Laura Biedermann wanted to be an astronaut. She also wanted to try new things and make science fun. Physics led her there.

Sandia physicist Laura Biedermann was out running with scientifi cally astute but non-physicist friends who asked about news that the Laser Interferometer Gravitational-Wave Observatory had detected such ripples in space. “They’re asking what are gravity waves and interferometers, and so I’m explaining, ‘You’ve got these two optical paths’” — she stretches out her arms — “and acting out an interferometer while we’re running.”

Biedermann likes explaining science. “You’ve got to start off with what you’re doing and why. It’s fun trying to explain things when you don’t have a white board or anything around you because you’ve got to figure out how to give people the correct mental image. If you can get people to have the correct mental image without anything tangible in front of them, you’ve succeeded at communicating.”
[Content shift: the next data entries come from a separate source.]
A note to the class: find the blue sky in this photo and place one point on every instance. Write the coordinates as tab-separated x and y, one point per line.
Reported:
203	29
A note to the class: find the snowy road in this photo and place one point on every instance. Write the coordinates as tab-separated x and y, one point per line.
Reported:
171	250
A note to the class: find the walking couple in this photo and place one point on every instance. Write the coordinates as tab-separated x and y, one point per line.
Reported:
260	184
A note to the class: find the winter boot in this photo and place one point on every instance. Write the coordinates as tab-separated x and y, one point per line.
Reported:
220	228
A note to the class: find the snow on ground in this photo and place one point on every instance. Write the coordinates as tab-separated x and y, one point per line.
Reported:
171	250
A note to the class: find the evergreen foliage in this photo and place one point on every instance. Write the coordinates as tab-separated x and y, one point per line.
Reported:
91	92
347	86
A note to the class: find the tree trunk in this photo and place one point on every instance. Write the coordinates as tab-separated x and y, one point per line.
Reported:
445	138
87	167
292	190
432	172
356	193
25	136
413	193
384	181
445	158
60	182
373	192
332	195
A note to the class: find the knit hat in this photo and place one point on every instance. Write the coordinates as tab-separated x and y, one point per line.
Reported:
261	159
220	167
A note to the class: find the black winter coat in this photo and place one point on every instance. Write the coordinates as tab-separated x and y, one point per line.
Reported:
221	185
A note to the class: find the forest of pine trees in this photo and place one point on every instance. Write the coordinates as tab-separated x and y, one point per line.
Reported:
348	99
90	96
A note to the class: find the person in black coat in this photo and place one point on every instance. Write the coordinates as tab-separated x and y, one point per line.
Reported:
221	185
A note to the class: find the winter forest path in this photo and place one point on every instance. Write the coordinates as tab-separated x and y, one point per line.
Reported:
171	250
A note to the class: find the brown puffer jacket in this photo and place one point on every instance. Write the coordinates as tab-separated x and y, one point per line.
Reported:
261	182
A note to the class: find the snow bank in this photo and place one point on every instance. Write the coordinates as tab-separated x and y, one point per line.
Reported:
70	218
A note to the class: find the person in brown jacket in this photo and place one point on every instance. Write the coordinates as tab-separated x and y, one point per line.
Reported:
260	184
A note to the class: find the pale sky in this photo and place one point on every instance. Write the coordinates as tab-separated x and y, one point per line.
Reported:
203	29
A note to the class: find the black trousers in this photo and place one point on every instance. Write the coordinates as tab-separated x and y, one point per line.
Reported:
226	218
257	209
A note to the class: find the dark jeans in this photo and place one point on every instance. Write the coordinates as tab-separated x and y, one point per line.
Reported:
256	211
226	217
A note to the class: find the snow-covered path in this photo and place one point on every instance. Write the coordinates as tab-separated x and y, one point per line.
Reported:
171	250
She got into physics because that’s where she found answers, literally. When she asked her high school biology teacher about concepts, the teacher told her not to worry; she’d learn it next year in chemistry. The next year, Biedermann was equally frustrated by the chemistry teacher telling her she’d get the answers next year in physics. The physics teacher didn’t tell her she’d learn it later, “so I majored in physics.”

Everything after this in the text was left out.